His ego becomes totally wrapped up in my believing that he can, in fact do the job... and then he takes on the project, and it's more than he can handle... or he does 80 percent of it, hits a stumbling block, and leaves it partially unfinished.
Add that to the fact that he has a demanding job, doesn't really have the time or energy to work on the house, and that with two kids there are other things we like to do sometimes on the weekend other than fix up the house.
So, I'm an older, wiser, bitchier homeowner now... and I'm not falling for the husband's "let me handle it" routine. Been there, done that... and I'm got the unfinished evidence to prove it.
But I am nice about it when communicating this fact with my husband. I do love him. He is a good man, means well, even if I do ruffle his feathers when I put my foot down and say "NO." It does take some self-reflection and humility on his part to listen.

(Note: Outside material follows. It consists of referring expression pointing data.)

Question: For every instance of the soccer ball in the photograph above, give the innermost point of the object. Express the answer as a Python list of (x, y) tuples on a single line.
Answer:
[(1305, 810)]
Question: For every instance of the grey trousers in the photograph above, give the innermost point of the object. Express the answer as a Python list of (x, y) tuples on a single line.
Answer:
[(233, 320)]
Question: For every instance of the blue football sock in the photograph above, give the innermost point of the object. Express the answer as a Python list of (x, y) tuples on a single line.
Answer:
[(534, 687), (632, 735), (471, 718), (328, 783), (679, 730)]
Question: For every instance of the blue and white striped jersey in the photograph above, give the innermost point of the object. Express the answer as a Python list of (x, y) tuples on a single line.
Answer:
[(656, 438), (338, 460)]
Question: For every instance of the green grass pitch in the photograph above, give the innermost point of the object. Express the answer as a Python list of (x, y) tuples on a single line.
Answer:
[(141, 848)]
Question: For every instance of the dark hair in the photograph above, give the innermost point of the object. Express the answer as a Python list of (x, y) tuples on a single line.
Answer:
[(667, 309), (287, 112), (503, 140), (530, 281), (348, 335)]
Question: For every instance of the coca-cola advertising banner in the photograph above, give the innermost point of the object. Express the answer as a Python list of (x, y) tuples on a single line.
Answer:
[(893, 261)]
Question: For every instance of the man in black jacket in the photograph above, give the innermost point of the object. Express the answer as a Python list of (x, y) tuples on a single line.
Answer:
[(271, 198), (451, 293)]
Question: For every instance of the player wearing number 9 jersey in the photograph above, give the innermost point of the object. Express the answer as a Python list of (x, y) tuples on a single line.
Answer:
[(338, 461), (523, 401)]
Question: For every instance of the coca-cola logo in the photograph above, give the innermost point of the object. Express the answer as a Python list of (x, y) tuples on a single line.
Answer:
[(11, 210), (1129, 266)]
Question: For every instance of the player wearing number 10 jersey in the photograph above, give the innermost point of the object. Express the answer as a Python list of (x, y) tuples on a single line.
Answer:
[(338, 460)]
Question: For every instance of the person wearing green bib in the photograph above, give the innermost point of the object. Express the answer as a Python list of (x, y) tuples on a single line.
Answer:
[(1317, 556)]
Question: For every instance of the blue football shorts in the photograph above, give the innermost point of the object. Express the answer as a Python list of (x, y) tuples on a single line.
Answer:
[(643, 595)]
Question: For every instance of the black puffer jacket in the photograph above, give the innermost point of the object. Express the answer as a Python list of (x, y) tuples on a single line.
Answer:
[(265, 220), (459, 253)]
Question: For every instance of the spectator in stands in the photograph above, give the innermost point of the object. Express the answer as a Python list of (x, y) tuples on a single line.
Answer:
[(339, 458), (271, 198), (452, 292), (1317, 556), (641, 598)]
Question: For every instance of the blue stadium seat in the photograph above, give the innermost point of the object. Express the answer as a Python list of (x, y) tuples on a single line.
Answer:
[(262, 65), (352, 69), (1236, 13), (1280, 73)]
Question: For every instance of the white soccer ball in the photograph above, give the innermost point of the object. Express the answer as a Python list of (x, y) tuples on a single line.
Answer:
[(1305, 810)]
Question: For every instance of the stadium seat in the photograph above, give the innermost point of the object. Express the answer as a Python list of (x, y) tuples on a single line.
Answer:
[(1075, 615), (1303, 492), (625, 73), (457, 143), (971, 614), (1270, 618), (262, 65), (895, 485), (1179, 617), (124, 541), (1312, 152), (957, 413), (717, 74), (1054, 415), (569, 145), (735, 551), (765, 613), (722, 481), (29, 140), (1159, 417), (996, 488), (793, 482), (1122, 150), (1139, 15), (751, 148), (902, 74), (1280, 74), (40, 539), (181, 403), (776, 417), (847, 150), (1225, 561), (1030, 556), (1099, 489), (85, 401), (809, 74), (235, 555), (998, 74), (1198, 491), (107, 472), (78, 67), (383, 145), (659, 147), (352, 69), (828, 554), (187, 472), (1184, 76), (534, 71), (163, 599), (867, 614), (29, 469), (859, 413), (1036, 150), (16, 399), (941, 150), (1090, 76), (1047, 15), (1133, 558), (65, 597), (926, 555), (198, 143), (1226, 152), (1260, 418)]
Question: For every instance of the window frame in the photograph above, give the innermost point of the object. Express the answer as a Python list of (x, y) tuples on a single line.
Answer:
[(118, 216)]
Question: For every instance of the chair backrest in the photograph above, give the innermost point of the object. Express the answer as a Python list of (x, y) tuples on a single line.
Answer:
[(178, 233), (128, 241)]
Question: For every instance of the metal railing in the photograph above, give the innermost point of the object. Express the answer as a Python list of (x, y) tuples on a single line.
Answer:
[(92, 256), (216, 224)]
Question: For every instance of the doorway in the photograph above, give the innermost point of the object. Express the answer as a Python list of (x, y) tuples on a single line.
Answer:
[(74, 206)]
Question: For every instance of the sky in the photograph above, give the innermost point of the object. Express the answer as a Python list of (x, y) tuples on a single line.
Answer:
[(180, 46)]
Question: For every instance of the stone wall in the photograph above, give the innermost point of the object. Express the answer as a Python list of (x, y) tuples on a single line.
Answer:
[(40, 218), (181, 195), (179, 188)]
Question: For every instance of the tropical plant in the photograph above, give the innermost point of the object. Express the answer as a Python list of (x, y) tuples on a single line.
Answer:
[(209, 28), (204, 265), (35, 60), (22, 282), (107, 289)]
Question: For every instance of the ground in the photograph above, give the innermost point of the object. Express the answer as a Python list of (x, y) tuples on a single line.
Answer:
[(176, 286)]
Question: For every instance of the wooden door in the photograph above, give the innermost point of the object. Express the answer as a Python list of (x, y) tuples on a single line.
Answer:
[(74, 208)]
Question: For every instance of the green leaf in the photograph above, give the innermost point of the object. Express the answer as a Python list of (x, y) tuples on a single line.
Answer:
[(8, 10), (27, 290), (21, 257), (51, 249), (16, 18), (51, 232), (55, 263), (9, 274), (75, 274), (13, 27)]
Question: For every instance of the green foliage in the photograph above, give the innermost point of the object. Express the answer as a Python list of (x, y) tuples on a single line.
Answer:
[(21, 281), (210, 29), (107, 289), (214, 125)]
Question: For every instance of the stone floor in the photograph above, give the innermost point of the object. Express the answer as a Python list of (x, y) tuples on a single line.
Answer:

Now we are hiring contractors, and if is just not feasible, then I sit down with the dear man and get a plan IN WRITING, and I am quite demanding about specifics... i.e., deadlines, who will be responsible for managing the project, budgets... etc. Don't let him whitewash any of it with vagueries... treat him as you would treat any contractor.
My advice, and what I'm planning on doing: Get an equity line, hire professionals, and do one project at a time. The bathroom re-do that might take you a year and a half (in real terms) and looks crappy and DIYish, might take a competent contractor 4-6 months and will look finished. It's worth it.
Only use the equity line as needed, and if you can't afford it, wait until you get the money.
You know that GOOD home improvements will increase the value of your home, so that depending on your location a $40k investment might increase your home by $100k. But it has to be done right and not look like DIY Home Depot crap.